Inter galactic
crash on a
train crossing over farmlands of Wales into the Hong Kong steal made from hands and
hooves
of Spanish decent. The same tales of united wonder, a single history traveling inside
slow wind descending from the milky way of
patterns directing the march of red ants inside a slice of bright green stalactite in an
immobile cave deep within Brazil. Digressing vernacular difference evens out in a doo
wop soprano battling
an alto made from tumbled seaweed slowing drifting into a heatless deep free from
every red
made angry
by Virginia creeper
reclaiming a fourteenth century cold battleground.
i like your stuff very much. i have to confess i rarely understand what you’re trying to say (a failure of mine no doubt) but i like reading it just the same. very enjoyable.
ha! i seriously doubt its your fault at all. i think maybe i’m too greedy with my poetry and i just say what i want with too little regard for whether or not i’m making sense to other people. i need to overcome this for sure.
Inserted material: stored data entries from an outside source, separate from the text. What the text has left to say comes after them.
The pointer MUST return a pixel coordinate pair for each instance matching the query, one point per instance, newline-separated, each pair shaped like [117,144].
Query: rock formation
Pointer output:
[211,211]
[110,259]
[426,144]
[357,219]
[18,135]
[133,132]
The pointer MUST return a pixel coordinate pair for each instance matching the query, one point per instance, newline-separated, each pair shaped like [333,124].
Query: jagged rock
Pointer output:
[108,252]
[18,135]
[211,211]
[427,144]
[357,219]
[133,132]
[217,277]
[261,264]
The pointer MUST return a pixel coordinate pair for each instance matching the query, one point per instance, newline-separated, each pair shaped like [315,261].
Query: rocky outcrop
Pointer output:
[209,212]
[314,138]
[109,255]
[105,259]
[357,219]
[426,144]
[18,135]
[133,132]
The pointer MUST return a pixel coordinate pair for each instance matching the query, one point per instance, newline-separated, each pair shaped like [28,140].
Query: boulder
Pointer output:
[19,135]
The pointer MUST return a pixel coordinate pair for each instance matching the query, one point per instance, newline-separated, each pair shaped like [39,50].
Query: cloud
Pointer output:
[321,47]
I really enjoy reading your poetry. It’s very good, reminiscent of stream of consciousness… I like it. Also, upon reading the first few lines of this poem, I was immediately reminded of lyrics from the band the Mars Volta… just something it reminded me of.
If you’re trying to inspire dialogue, it’s not working.
Otherwise, you create pleasing arrangements of words.
Upon several re-readings, I can see an idea of something like the "oneness of things" emerging, and in this instance, your use of fractured imagery manages to fit well.
How did you compose this? That is, can you detail the process you went through to write this for me?
i am expressing dynamic interconnectivity. its not a particularly original theme, but its globalization as its experienced subjectivily. We are connected to eachother through world history, we ultimately share the same place. i am a particular expressing myself particularly, but about what is general and closer to universality.
i also tend to use math to guide me in terms of my format. in this case, algebra. i’m still working on the best way to incorporate algebra…you just reminded me.
this is a good question. you might find that my answer deserves criticism. please tell me what you think:
although i like free form poetry, i also really do love form. however, i feel that most forms are archaic, old, lyrical (couplets, limerick), and unsuited for contemporary literature.
so, i’ve decided to try creating my own form…a form that is part objective and partly subjective. so, i use math as a guide, but i pick the equation.
i don’t want to give all my tricks away…so i’ll leave it at that.
i like free form too, but i find it almost impossible to write. even if i start out that way, it seems that soon i pick up some kind of cadence, or find a few words that ought to rhyme (and it seems a shame to leave them unrhymed), or at least find some pattern of some description that i’ll repeat later in the poem.
personally, i am hesitant to be so quick to do away with the ‘archaic.’ but that’s me. i’m a traditionalist. i feel tradition is important…linking us to our past and providing continuity in the whole human drama of life. bringing the past to life in a sense and paying homage to all that has come before. i hope to hell shakespeare never goes out of style.
having said that, there’s nothing wrong with starting new traditions. (starting new traditions is actually kind of a tradition!). so i like very much that you’re creating your own form. keep ‘em coming. I enjoy your stuff.